“Through research, experimentation, and collaboration, I produce works addressing specific questions that extend into social, political, and global conversations” - Cheryl Pope
“Through research, experimentation, and collaboration, I produce works addressing specific questions that extend into social, political, and global conversations” – Cheryl Pope
In March of 2013, artist and faculty member of the Art Institute Chicago Cheryl Pope, visited Santo Domingo, the capital of the Dominican Republic to conduct research for a site specific commission for the new U.S. Embassy and to participate in cross-cultural exchange. Cheryl received a Masters Degree in Design in 2010 from the School of the Art Institute of Chicago. The artist’s work has been in exhibitions at venues including the Museum of Contemporary Art Chicago, The Morgan Conservatory in Cleveland, the Evanston Art Center, Swimming Pool Projects, and the School of the Art Institute of Chicago.
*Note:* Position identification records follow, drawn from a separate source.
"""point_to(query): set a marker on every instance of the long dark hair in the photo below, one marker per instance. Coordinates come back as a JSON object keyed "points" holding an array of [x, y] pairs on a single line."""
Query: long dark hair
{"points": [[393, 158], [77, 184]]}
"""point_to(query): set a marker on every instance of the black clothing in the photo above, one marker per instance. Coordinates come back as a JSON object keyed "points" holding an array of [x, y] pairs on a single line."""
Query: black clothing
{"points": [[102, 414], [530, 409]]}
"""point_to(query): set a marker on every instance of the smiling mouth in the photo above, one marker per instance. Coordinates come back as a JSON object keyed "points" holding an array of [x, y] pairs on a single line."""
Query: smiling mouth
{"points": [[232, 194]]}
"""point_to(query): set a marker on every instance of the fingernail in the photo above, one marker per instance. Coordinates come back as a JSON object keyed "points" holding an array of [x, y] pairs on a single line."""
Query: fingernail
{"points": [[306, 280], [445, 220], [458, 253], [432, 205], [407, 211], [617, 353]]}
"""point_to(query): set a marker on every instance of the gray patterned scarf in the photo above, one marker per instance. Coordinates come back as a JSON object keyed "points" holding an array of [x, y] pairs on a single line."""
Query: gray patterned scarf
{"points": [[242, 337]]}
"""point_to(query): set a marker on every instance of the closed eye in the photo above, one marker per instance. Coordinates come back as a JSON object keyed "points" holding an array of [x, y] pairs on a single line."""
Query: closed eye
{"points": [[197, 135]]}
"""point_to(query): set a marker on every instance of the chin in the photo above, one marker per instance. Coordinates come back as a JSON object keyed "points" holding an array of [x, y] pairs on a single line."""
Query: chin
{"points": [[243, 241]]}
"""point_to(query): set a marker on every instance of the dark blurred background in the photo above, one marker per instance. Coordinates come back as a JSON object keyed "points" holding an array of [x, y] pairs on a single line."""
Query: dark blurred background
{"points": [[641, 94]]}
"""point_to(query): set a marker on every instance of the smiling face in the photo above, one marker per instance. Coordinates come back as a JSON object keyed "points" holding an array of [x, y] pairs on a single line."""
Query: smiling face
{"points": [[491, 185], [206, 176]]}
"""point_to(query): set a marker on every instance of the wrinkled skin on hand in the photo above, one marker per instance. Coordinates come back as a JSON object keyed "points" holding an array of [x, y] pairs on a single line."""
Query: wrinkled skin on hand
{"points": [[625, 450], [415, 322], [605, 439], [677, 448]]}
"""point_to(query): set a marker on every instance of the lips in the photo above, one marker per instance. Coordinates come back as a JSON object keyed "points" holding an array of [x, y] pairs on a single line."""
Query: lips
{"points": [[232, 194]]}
In 2009, she was selected for Art Chicago’s exhibition New Insight, a selection of the top graduate students from the best art schools in the country.
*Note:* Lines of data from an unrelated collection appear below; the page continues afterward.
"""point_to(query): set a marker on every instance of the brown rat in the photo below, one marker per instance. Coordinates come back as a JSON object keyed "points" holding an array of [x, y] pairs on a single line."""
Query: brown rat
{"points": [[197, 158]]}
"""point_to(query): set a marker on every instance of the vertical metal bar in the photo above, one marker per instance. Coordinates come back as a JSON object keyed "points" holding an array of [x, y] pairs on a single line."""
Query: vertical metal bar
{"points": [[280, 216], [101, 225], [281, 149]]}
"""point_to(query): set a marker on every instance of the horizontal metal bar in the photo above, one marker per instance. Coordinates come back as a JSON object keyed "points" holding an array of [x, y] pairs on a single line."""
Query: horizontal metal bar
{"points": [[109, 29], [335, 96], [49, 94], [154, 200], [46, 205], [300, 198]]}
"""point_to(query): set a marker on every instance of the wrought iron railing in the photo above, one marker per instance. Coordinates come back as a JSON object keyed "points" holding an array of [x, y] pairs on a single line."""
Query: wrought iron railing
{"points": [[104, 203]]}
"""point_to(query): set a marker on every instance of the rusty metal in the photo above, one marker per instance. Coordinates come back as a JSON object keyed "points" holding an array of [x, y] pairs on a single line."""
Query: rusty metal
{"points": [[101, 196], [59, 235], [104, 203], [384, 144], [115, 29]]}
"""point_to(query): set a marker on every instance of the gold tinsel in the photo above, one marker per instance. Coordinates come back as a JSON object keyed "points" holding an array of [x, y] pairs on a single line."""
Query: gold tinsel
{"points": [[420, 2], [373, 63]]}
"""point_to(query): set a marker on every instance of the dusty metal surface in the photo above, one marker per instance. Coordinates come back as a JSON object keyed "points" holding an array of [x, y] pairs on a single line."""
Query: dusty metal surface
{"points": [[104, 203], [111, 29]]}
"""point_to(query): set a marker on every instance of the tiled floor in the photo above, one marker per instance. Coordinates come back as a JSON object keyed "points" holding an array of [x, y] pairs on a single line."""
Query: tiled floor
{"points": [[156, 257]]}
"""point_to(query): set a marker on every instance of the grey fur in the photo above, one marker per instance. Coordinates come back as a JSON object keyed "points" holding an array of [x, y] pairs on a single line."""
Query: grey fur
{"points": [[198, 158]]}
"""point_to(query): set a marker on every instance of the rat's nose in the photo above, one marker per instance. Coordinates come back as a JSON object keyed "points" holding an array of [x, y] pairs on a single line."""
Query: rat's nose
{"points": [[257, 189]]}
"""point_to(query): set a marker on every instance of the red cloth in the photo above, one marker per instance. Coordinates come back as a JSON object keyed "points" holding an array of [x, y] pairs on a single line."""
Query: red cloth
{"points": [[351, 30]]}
Cheryl Pope’s cross- cultural exchange program for Art in Embassies started off with a tour of the Zona Colonial, or Colonial Zone, of Santo Domingo, a UNESCO World Heritage Site since 1990. While exploring the old city, the architecture offered the artist a glimpse into the culture and history of Santo Domingo and in particular the different tiling patterns with a specific color palette .Cheryl was struck by how she….”was offered a wealth of color theory lessons, occurring both on the facades and interiors of the buildings, something that I was not exposed to in my upbringing and provides a great source of inspiration. “
The tour of the Colonial Zone was followed by a presentation of the artist’s work at the art school Altos de Chavon, where she met with students, faculty and the director Stephen Kaplan. The students at the school were very interested in engaging in conversation with the artist and Cheryl had the opportunity later to meet with the students in their studio to discuss their work. While on the campus, she also visited a ceramic studio that is associated with Altos de Chavon. The studio visit was followed by a tour of the Museum of Archeology where she received information on the Dominican Republic through historical artifacts, which will inform the artist’s research and final proposal for the commission.
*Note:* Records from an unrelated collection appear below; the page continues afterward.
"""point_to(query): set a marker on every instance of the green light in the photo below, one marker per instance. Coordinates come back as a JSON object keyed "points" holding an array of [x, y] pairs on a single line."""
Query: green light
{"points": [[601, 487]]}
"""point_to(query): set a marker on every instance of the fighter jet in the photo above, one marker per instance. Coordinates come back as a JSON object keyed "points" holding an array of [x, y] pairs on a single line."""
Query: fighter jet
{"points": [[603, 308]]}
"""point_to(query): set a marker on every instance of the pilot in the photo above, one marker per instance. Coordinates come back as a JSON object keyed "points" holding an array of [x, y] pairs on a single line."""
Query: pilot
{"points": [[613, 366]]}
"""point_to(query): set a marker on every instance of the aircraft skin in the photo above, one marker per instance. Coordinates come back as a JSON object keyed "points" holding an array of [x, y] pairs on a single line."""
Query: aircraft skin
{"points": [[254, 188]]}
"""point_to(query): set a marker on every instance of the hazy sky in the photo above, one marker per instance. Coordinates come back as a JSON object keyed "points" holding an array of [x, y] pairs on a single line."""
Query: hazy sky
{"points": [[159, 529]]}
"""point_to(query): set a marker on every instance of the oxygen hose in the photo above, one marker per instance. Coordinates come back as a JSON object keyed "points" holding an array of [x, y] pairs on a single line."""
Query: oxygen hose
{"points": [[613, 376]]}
The artist returned to Santo Domingo in August of 2013, to conduct a site visit to further research the use of tiles for her commission. She met with Raul and Jorge Aguayo, third generation of the family owned Aguayo Mosaicos, a company that has revived the production of the color cement tiles that can be found throughout the Colonial Zone. These concrete tiles are produced individually which makes them costly. At this point in time, there are few Dominicans that can afford such extravagant floors. The tiles and patterns have become very nostalgic for many Dominicans, recalling visits to their grandmother or great grandmother’s home, one reason for the artist to pursue this direction for her final art installation. While on tour at the factory, the artist learned to make a tile of her own. All in all, “a great and productive cross cultural exchange trip that taught me more about the history and people of Santo Domingo through the artistic process of commercial tile production.”